En 2013, à titre de député de la circonscription de Lévis, vous avez donné de l’argent à la Société d’histoire régionale de Lévis (SHRL) pour l’aider à présenter une exposition sur un objet trouvé dans le web par une guide touristique, Mme Claudia Mendez Ishii, alors vice-présidente de la SHRL; Mme Mendez Ishii affirmait que l’objet en question était la « cage » dite de La Corriveau. Lors de l’exposition, cette affirmation infondée importante* a été diffusée par la SHRL, la « cage » a été présentée aux visiteurs comme un objet historique authentique. L’affirmation est infondée parce que rien ne prouve, aujourd’hui, que la cage trouvée est celle qui a servi à montrer en public la criminelle Marie-Josephte Corriveau. L’absence de preuve est corroborée par les Musées de la civilisation du Québec, qui ont formé un comité, à l’oeuvre depuis un certain temps, auquel ils ont donné ce nom : « comité scientifique […] chargé de faire les expertises autour de ce qui pourrait être la cage de la Corriveau ».

 

La direction de la SHRL (en particulier Mme Mendez Ishii et Mme Évelyne Fortier) a gravement manqué de rigueur intellectuelle** à compter du jour même de la découverte de la « cage » dans le web, se montrant convaincue que la « cage » était celle qui avait reçu l’exosquelette de Marie-Josephte Corriveau.
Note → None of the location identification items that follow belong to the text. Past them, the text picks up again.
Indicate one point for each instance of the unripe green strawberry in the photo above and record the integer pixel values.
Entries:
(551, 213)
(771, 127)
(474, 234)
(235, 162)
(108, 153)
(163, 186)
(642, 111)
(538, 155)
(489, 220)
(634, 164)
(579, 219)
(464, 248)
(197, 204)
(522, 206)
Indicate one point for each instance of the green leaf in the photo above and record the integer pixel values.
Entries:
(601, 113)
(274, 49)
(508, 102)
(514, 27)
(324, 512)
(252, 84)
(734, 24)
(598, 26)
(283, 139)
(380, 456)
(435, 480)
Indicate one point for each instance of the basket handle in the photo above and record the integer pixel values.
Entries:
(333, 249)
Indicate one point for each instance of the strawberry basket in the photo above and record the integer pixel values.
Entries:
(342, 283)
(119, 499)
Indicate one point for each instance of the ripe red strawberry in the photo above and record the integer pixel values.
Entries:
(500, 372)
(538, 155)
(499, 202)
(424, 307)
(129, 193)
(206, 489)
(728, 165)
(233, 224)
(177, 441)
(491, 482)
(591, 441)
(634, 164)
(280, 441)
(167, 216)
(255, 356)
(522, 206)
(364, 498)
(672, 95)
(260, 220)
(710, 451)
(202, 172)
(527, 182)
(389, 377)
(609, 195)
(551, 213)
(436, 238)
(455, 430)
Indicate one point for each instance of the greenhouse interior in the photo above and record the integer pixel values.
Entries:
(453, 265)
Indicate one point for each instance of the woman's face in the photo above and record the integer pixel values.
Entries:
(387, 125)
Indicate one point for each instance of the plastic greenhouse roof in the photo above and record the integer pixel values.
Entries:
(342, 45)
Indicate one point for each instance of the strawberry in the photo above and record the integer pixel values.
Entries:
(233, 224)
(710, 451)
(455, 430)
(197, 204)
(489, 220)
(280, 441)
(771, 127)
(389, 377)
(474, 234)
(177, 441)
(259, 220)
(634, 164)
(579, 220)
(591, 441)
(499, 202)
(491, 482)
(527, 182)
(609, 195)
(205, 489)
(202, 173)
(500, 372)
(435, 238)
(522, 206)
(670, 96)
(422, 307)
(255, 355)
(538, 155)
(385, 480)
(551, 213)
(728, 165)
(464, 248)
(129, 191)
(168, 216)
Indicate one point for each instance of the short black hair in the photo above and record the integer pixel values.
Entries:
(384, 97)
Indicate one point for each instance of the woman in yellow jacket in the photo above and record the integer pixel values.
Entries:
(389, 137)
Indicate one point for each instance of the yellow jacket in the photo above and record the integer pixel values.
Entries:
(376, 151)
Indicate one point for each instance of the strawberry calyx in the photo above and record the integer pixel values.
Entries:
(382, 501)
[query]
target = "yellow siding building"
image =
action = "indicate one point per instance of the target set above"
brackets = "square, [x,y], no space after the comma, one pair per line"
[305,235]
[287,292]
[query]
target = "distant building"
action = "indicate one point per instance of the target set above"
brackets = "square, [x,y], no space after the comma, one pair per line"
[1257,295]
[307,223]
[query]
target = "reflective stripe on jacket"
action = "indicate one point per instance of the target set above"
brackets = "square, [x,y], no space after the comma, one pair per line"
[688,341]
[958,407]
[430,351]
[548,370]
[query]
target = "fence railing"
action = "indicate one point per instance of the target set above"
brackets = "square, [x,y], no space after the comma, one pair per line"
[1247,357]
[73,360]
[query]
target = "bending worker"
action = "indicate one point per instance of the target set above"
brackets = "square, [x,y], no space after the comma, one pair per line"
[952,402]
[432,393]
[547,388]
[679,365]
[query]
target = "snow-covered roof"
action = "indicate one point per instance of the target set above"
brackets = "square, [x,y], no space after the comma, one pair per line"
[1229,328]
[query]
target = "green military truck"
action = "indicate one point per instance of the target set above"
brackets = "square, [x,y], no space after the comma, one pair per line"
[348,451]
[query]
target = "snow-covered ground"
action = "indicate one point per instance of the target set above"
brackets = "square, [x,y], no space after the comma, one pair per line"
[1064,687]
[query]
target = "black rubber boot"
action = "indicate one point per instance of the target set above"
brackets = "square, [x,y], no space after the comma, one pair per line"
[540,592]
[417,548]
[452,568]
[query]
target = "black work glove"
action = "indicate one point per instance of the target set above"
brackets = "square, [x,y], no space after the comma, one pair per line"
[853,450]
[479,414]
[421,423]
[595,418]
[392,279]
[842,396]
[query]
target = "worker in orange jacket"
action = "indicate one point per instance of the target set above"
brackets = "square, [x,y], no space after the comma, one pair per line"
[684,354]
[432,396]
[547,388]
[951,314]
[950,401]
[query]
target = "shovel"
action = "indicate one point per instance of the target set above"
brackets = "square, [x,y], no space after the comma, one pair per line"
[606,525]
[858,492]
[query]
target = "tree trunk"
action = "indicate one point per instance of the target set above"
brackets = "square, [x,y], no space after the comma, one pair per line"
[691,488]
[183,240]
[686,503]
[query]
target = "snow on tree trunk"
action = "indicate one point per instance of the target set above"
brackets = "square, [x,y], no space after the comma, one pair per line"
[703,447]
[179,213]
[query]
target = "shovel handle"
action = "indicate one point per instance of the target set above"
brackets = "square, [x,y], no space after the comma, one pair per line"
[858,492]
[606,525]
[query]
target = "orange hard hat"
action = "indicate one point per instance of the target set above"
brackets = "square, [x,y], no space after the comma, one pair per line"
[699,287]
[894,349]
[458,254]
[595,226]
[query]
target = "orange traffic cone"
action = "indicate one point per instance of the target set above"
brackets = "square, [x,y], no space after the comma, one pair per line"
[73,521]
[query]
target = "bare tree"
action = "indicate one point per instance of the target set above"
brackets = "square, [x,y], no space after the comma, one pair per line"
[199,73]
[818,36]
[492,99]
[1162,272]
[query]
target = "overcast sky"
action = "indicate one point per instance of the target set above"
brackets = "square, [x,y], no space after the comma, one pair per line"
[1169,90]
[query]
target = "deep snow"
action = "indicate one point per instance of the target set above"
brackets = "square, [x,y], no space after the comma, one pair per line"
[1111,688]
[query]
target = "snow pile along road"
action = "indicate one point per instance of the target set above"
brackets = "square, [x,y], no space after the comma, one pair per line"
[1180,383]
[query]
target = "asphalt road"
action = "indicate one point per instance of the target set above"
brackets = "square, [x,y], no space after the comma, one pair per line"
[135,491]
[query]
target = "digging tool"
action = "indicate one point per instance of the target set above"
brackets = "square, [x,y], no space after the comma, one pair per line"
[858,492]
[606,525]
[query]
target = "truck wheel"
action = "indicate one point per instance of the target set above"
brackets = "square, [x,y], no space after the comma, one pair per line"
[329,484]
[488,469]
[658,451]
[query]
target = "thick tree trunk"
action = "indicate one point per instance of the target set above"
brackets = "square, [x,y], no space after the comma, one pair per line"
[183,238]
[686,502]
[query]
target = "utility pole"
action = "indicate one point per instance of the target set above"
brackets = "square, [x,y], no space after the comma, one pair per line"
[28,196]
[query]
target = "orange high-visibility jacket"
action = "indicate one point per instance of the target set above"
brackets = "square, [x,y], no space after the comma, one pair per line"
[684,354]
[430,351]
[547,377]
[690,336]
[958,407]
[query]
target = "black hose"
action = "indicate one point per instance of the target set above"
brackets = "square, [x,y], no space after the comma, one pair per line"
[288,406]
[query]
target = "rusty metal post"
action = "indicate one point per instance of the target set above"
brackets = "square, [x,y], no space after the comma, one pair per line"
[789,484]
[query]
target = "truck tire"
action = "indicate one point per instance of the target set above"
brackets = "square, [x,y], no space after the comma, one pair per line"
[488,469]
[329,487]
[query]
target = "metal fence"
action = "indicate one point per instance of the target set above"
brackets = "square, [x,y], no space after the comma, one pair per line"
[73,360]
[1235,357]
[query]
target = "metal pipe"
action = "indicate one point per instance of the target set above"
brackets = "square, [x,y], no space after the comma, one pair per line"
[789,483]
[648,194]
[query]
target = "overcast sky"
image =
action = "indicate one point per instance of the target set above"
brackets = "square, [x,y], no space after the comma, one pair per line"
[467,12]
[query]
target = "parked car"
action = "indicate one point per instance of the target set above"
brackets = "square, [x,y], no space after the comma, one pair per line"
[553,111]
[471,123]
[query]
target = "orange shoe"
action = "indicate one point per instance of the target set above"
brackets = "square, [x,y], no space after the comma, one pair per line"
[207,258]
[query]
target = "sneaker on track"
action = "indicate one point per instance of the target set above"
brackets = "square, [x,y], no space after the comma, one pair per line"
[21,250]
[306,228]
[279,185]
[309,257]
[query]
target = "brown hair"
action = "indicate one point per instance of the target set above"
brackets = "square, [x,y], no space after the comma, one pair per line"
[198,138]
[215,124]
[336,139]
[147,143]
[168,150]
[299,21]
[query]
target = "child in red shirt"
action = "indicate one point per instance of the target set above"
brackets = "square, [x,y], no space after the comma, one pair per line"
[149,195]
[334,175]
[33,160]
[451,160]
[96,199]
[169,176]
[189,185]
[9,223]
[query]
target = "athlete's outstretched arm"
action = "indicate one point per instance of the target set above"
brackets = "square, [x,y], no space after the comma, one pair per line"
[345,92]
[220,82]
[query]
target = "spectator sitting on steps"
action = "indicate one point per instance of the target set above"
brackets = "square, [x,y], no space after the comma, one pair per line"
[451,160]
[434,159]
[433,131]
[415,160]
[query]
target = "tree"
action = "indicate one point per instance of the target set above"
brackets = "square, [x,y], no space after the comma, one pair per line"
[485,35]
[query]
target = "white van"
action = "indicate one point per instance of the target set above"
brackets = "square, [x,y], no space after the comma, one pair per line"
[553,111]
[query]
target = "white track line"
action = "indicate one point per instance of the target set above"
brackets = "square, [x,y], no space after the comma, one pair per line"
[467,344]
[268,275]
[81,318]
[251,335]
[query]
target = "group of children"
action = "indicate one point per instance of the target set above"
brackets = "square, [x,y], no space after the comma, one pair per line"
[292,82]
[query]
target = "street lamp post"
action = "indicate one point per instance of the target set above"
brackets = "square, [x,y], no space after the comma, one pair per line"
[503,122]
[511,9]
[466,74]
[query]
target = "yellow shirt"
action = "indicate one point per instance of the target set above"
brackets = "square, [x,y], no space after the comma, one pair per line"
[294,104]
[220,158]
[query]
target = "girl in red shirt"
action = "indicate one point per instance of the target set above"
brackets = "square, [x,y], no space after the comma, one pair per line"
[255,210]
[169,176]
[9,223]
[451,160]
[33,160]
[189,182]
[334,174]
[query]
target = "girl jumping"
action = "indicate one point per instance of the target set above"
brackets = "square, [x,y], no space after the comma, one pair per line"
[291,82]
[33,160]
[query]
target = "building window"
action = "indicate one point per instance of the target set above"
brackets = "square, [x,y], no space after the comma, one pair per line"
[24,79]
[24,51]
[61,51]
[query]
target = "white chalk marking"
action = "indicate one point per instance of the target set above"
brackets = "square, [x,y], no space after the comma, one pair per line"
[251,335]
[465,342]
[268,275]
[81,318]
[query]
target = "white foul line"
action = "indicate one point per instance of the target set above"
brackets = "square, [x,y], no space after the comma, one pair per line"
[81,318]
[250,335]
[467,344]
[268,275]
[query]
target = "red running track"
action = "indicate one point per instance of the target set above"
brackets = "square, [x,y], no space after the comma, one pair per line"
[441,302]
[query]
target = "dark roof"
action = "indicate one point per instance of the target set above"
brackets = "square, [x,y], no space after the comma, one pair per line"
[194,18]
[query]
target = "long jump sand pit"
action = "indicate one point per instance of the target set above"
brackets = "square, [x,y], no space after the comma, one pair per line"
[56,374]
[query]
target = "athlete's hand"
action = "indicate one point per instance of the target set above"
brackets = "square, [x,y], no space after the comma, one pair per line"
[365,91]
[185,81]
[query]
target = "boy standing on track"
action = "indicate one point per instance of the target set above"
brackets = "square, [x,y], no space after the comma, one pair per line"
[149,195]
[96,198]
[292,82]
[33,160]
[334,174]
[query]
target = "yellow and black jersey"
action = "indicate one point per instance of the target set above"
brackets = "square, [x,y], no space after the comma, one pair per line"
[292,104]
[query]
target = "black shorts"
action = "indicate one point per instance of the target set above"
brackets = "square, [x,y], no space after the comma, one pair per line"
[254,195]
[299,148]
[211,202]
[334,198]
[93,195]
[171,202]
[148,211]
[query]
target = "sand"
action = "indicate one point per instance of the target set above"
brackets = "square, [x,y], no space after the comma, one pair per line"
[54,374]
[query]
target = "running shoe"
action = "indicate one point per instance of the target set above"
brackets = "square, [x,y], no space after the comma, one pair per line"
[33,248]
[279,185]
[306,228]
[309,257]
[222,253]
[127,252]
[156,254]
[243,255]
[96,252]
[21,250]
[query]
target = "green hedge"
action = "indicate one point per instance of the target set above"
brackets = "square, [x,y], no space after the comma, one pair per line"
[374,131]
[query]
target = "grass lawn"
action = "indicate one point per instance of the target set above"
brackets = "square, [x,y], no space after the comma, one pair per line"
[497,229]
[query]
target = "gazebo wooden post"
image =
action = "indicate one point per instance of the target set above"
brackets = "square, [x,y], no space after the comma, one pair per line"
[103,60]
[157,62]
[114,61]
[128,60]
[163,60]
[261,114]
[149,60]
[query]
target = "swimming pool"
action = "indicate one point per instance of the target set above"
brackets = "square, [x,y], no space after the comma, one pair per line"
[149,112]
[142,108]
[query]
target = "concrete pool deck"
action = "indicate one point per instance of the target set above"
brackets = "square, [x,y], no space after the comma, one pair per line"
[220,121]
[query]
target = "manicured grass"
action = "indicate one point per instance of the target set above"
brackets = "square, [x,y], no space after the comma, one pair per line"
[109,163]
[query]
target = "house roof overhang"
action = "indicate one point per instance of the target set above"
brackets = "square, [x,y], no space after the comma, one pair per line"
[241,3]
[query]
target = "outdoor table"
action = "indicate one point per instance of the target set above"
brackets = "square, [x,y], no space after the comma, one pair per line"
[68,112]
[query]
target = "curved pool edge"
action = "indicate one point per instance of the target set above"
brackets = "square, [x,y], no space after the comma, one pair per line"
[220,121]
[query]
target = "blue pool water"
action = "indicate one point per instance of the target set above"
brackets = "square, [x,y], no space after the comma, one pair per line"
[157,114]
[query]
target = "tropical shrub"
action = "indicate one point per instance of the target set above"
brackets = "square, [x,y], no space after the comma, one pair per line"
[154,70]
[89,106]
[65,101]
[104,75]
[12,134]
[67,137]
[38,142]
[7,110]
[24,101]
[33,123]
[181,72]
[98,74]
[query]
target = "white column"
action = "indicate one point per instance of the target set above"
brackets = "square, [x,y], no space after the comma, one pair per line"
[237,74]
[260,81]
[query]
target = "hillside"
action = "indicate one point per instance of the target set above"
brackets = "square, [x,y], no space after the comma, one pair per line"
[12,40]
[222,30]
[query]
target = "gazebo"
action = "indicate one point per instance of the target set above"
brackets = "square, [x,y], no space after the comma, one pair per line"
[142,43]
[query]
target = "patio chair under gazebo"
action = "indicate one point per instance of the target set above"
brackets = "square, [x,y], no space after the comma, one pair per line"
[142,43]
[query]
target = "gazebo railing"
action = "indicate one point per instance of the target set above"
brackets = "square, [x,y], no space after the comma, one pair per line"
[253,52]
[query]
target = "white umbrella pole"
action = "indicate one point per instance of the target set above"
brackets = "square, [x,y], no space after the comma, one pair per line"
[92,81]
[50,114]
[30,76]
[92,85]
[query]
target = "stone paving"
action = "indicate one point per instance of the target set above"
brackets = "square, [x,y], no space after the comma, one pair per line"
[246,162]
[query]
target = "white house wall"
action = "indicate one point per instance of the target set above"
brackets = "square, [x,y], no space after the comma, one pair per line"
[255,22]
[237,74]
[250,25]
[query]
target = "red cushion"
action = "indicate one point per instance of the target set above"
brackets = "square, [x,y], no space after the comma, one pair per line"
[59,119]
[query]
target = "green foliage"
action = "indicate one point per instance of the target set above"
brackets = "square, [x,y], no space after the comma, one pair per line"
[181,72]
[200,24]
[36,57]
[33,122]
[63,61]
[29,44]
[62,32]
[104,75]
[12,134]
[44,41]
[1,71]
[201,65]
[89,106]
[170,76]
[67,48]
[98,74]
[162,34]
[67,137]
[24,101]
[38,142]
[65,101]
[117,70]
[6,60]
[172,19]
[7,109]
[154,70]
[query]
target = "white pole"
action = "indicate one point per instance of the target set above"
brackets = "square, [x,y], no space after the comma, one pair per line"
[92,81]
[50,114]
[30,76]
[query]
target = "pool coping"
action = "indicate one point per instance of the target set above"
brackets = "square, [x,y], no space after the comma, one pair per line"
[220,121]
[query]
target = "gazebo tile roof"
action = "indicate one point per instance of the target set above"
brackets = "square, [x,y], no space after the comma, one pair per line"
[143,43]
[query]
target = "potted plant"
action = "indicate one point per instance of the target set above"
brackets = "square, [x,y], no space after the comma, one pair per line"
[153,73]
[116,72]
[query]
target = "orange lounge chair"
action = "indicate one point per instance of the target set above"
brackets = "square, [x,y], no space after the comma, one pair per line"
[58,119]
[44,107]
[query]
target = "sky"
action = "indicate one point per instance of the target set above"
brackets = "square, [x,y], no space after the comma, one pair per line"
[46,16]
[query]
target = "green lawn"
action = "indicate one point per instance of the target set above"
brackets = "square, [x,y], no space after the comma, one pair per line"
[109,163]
Aujourd’hui, à ma connaissance, la direction de la SHRL n’a toujours pas admis publiquement avoir induit en erreur ses membres et la population, et aujourd’hui encore on peut lire l’affirmation infondée dans son site web***; trouvez-vous que c’est acceptable, Monsieur?

 

La Société d’histoire régionale de Lévis, par son action incorrecte, a porté atteinte à la dignité de son député et, par conséquent, à celle de l’Assemblée nationale; c’est grave. Vous devriez lui demander de reconnaître sa faute et tenter de l’amener à une rétractation. N’hésitez pas à la prier de remettre à l’État du Québec l’argent que vous lui avez donné à titre de député : la SHRL est probablement assez riche, grâce aux « subventions » élevées**** que lui accorde la ville de Lévis, pour rembourser.

 

Je vous prie, Monsieur, d’agréer l’expression de mes sentiments les meilleurs.

 

Roger Martel, citoyen de Lévis

 

*Il fallait que l’affirmation soit importante pour que de nombreux organismes publics ou paragouvernementaux, la ville de Lévis et une entreprise privée aident la SHRL à réaliser deux expositions sur la « cage » en 2013; la société d’histoire n’aurait pas reçu cette aide, j’ose croire, si elle avait voulu exposer un gibet qu’il lui était impossible de lier avec certitude au drame de Marie-Josephte Corriveau.
** Plus tard, M. Claude Genest, historien, ancien président et membre aujourd’hui du conseil d’administration de la SHRL, écrira dans un hebdomadaire de Lévis un article dans lequel il péchera à son tour par manque de rigueur intellectuelle.
*** « Dans un premier temps, en collaboration avec Les Musées de la civilisation de Québec nous présentons l’exposition « La Corriveau, au-delà de la légende », en présence de l’artéfact original. Cette exposition, une première canadienne, sera l’unique occasion de voir cet objet légendaire et de prendre la mesure des tragiques événements survenus en 1763. »
****La SHRL doit avoir environ 50 000 $ dans son bas de laine; c’est beau pour un petit organisme sans but lucratif…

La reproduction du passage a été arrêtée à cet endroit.